Pryzbyla Center Great Room A
With the support from the Regina F. Herzfeld Memorial Fund
Reception to Follow
Bertha Yewas Parker (1907-1978), the first professional female Native American archaeologist, was raised among urban Indians in New York City,gained national recognition for her discoveries at the Gypsum Cave site and was employed as an archaeologist and ethnologist by the Southwest Museum in Los Angeles, where she worked with the Los Angeles urban Indian community.

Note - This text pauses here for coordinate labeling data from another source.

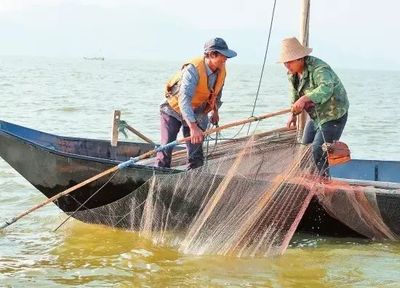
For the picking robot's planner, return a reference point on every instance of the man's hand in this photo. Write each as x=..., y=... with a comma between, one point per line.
x=214, y=118
x=298, y=106
x=196, y=135
x=292, y=121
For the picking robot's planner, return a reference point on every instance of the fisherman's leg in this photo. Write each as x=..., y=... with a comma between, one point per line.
x=329, y=132
x=169, y=128
x=309, y=132
x=194, y=151
x=333, y=129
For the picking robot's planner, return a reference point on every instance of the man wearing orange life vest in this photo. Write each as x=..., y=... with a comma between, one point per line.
x=191, y=94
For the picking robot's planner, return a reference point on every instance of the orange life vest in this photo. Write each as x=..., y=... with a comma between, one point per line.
x=202, y=93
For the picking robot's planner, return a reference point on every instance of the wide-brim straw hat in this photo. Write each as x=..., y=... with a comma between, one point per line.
x=292, y=49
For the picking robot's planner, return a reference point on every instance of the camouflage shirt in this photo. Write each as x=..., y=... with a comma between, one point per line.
x=320, y=83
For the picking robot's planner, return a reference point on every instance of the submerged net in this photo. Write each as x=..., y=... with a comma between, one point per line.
x=247, y=200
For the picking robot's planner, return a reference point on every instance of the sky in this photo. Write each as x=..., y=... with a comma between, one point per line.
x=359, y=34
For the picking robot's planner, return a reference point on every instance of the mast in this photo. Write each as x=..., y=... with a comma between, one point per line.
x=304, y=33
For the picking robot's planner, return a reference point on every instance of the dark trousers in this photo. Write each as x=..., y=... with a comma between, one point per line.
x=328, y=132
x=170, y=127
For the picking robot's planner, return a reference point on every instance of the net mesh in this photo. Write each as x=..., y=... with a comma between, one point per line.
x=247, y=200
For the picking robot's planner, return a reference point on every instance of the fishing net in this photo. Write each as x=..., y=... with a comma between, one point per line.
x=247, y=200
x=244, y=202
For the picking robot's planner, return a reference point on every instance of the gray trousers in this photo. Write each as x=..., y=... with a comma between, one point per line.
x=330, y=131
x=170, y=127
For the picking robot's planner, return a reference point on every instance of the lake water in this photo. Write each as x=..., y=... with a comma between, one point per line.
x=76, y=97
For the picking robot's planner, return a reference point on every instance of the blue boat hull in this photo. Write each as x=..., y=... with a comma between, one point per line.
x=53, y=164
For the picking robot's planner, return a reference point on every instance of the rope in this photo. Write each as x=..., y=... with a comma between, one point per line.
x=94, y=194
x=263, y=66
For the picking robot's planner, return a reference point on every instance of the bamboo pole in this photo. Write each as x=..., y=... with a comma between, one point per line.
x=304, y=39
x=134, y=160
x=114, y=129
x=137, y=133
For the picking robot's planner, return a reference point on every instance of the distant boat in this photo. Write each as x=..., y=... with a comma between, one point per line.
x=54, y=163
x=94, y=58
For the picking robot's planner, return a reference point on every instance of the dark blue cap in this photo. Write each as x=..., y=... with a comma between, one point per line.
x=219, y=45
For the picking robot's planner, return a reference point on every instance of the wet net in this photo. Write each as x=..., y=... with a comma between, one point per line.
x=247, y=200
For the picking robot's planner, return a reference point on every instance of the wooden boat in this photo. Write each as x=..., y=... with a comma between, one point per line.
x=54, y=163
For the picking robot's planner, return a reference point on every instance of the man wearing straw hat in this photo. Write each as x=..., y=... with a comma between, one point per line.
x=316, y=88
x=193, y=92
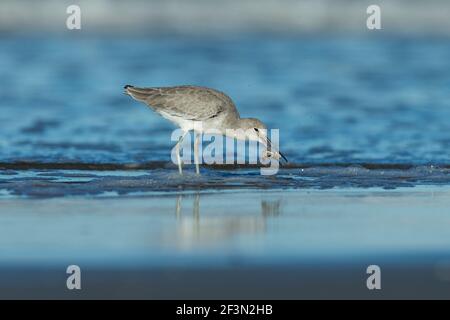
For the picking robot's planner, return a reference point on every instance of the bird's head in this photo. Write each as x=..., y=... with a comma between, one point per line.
x=255, y=130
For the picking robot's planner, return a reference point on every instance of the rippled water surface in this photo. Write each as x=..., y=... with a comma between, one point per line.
x=86, y=176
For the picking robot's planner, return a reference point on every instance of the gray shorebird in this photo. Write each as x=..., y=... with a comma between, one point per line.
x=201, y=109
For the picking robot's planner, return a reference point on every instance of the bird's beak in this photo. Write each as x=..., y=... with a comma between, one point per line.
x=268, y=144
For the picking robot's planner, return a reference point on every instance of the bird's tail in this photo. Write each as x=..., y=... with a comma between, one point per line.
x=139, y=94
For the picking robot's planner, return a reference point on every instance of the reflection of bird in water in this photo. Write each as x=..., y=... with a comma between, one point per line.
x=201, y=109
x=214, y=227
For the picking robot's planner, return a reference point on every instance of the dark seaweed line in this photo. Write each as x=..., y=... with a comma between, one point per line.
x=165, y=164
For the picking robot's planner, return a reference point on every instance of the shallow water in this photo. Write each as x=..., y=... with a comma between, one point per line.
x=86, y=177
x=338, y=102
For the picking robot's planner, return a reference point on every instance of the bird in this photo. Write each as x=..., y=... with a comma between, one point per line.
x=199, y=109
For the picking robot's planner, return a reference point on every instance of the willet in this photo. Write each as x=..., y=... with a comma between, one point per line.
x=201, y=109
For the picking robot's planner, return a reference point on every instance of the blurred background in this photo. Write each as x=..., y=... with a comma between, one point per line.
x=339, y=93
x=85, y=171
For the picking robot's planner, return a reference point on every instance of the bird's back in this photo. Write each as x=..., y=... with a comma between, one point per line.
x=186, y=102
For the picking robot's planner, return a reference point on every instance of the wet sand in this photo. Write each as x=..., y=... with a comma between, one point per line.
x=245, y=244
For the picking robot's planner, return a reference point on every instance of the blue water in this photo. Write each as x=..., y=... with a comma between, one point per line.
x=383, y=103
x=335, y=100
x=355, y=116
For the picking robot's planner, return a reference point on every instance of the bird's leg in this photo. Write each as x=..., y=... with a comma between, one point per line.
x=177, y=149
x=196, y=156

Dr. Margaret M. Bruchac (Abenaki) is an Assistant Professor of Anthropology and Coordinator of the Native American Studies Initiative at the University of Pennsylvania. Her research on Bertha Parker was supported by a 2011-2012 Ford Fellowship and by the Katrin H. Lamon Fellowship at the School for Advanced Research. From 2008-2012, Bruchac was an Assistant Professor of Anthropology and Coordinator of Native American and Indigenous Studies at the University of Connecticut; from 2003-2010, she served as the Five College Repatriation Research Liaison. Her publications include Dreaming Again: Algonkian Poetry (Bowman Books 2012), Indigenous Archaeologies: A Reader in Decolonization (Left Coast Press 2010), and articles in Anthropology News, the Historical Journal of Massachusetts and Museum Anthropology, among others. Her new book –titled Consorting With Savages: Indigenous Informants and American Anthropologists– is forthcoming from the University of Arizona Press.